1L, first line; 2L, second line; 3L, third line; ≥3L, third line or later; CPS, combined positive score; CT, chemotherapy; CT1 included paclitaxel or irinotecan; CT2 included cisplatin plus fluorouracil or capecitabine; CT3 included capecitabine plus oxaliplatin or fluorouracil, leucovorin, and oxaliplatin; CT4 included S-1 plus oxaliplatin or capecitabine plus oxaliplatin; NR, not reached; ORR, objective response rate; OS, overall survival; PD-1, programmed cell death 1; PFS, progression-free survival.

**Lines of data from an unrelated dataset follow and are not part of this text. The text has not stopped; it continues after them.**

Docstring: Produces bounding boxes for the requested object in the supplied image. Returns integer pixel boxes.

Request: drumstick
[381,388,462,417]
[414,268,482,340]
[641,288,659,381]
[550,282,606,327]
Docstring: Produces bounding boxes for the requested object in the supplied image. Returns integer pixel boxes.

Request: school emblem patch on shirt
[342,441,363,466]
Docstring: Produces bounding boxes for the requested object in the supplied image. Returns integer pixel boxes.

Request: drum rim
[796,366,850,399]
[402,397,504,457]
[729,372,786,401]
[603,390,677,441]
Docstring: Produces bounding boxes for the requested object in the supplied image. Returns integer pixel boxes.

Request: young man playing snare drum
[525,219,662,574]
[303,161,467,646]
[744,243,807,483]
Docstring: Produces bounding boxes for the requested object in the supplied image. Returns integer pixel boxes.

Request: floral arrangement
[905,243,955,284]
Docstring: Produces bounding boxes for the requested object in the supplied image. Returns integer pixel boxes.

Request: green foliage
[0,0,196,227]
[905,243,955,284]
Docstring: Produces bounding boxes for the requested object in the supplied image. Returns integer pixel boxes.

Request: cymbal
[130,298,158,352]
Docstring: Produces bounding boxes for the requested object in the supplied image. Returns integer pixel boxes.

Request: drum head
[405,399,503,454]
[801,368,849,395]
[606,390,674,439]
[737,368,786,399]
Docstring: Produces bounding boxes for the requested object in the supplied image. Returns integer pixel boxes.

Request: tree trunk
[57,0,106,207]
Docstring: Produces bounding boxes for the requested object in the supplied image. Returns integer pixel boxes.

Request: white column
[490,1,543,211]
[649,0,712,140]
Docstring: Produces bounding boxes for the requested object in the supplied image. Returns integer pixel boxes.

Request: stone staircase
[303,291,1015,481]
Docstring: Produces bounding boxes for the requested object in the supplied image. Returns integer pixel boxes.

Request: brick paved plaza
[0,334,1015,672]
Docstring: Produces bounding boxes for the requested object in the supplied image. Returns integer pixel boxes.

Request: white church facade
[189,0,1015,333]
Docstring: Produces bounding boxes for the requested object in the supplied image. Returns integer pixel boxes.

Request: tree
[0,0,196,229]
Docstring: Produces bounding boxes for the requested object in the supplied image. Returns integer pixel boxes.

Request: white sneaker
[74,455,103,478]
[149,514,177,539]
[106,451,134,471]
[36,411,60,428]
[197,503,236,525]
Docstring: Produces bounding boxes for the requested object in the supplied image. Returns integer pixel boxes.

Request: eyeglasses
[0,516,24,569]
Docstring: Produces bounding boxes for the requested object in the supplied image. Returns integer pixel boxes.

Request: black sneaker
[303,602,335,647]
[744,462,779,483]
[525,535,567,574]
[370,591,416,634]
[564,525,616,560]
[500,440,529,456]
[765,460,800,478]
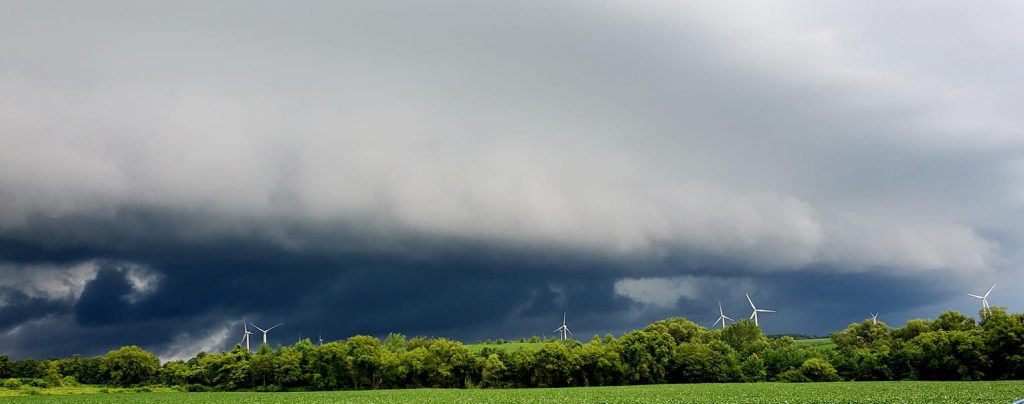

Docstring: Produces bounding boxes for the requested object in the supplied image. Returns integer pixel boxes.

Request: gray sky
[0,1,1024,358]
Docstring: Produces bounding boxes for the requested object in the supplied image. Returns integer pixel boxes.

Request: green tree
[347,335,384,390]
[384,332,406,354]
[249,344,278,388]
[892,318,932,342]
[981,307,1024,379]
[831,319,892,350]
[800,358,840,381]
[102,346,160,387]
[670,340,742,383]
[44,360,63,387]
[741,353,768,383]
[160,360,191,386]
[534,342,581,388]
[903,329,989,380]
[932,311,975,331]
[644,317,711,344]
[761,336,810,378]
[720,320,768,356]
[618,331,676,385]
[480,354,508,388]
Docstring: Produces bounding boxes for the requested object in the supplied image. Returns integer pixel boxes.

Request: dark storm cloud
[0,1,1024,358]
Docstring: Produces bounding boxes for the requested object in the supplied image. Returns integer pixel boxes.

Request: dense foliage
[0,308,1024,391]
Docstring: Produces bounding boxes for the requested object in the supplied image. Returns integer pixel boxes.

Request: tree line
[0,308,1024,391]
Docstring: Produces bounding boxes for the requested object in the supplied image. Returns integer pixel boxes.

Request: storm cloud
[0,1,1024,359]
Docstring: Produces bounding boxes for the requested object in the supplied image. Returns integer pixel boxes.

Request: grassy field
[794,339,836,351]
[466,343,544,354]
[3,381,1024,404]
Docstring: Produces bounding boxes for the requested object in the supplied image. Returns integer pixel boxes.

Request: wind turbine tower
[552,313,572,341]
[711,302,736,329]
[967,283,995,312]
[250,322,285,344]
[743,294,775,326]
[242,319,252,351]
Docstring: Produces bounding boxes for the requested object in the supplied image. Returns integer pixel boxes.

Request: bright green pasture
[793,339,836,351]
[466,343,544,354]
[2,381,1024,404]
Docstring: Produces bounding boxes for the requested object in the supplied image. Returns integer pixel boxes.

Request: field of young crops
[3,381,1024,404]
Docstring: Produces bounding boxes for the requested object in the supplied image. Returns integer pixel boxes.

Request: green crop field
[3,381,1024,404]
[793,339,836,351]
[466,343,544,354]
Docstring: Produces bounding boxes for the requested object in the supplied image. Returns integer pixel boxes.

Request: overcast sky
[0,0,1024,359]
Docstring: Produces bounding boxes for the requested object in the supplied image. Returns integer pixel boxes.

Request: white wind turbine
[743,294,775,325]
[250,322,285,344]
[967,283,995,312]
[711,302,736,329]
[552,313,572,341]
[242,319,252,351]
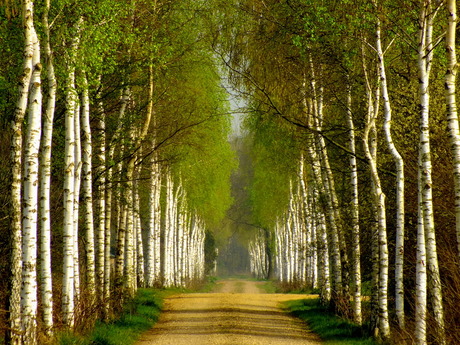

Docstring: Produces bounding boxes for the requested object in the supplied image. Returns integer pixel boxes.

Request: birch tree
[9,1,35,338]
[62,18,82,328]
[417,0,446,344]
[445,0,460,255]
[21,22,42,345]
[81,71,96,304]
[39,0,57,337]
[374,2,405,330]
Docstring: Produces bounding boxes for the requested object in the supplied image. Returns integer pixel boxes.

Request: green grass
[57,289,164,345]
[285,298,377,345]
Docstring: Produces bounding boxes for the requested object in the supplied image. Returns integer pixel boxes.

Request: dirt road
[136,280,321,345]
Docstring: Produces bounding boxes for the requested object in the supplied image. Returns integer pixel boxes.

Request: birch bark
[73,96,82,303]
[81,72,96,298]
[363,45,390,340]
[21,27,42,345]
[62,18,83,328]
[417,0,446,344]
[415,167,428,345]
[8,0,34,345]
[445,0,460,256]
[346,78,362,324]
[39,0,57,337]
[376,12,405,330]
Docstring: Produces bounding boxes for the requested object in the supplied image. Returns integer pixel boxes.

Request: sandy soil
[136,280,321,345]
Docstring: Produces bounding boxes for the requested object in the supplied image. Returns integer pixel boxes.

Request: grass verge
[285,298,377,345]
[57,289,164,345]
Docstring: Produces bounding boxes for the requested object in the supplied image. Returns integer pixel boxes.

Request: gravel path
[136,280,321,345]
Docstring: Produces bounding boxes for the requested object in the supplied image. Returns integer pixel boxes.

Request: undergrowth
[285,298,377,345]
[57,289,165,345]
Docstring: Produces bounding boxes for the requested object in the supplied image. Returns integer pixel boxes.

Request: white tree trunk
[418,0,446,344]
[62,67,75,328]
[62,18,83,328]
[415,165,427,345]
[81,73,96,305]
[445,0,460,256]
[134,176,145,287]
[73,98,82,303]
[376,16,404,330]
[346,78,362,324]
[21,28,42,345]
[363,47,390,340]
[39,0,57,337]
[9,0,35,345]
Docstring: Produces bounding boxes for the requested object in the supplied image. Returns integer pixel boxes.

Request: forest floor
[136,279,321,345]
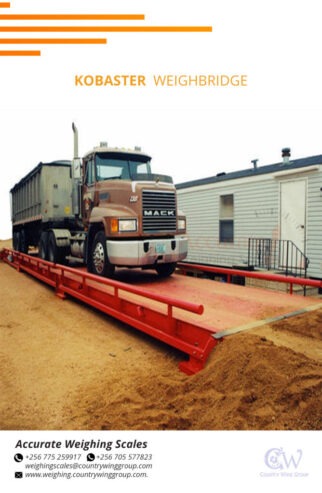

Nivolumab is a human monoclonal IgG4 kappa antibody that binds to the PD-1 receptor and blocks its interaction with PD-L1 and PD-L2. Nivolumab was initially approved in Japan for the treatment of several different types of cancers.[34] The randomized, double-blind, placebo-controlled, phase III ATTRACTION-2 trial assessed the efficacy and safety of nivolumab in patients with unresectable advanced/recurrent gastric or gastro-esophageal junction (GEJ) cancer, who had been treated with 2 or more chemotherapeutic regimens.[27] The trial enrolled 493 Asian patients from Japan, South Korea, and Taiwan, who were randomly assigned to receive nivolumab or placebo. The results showed that nivolumab improved the overall survival (OS) in patients with GC refractory to standard chemotherapy; the median OS was 5.26 months in the nivolumab group, contrasting with 4.14 months in the placebo group. In this study, the 1-year OS rate was 26.2% in patients receiving nivolumab, in comparison with 10.9% in patients receiving placebo. The updates of the trial showed that the 2- and the 3-year OS rates were, respectively, 10.6% and 5.6% for nivolumab, and 3.2% and 1.9% for placebo, and confirmed the long-term efficacy of nivolumab.[35,36] Following the first results of the ATTRACTION-2 trial, nivolumab was also approved in various Asian countries as a third-line or later option in patients with unresectable advanced or recurrent gastric or GEJ cancer.[35] One of the limitations of the trial was that the patient population consisted only of Asian patients.[37,38]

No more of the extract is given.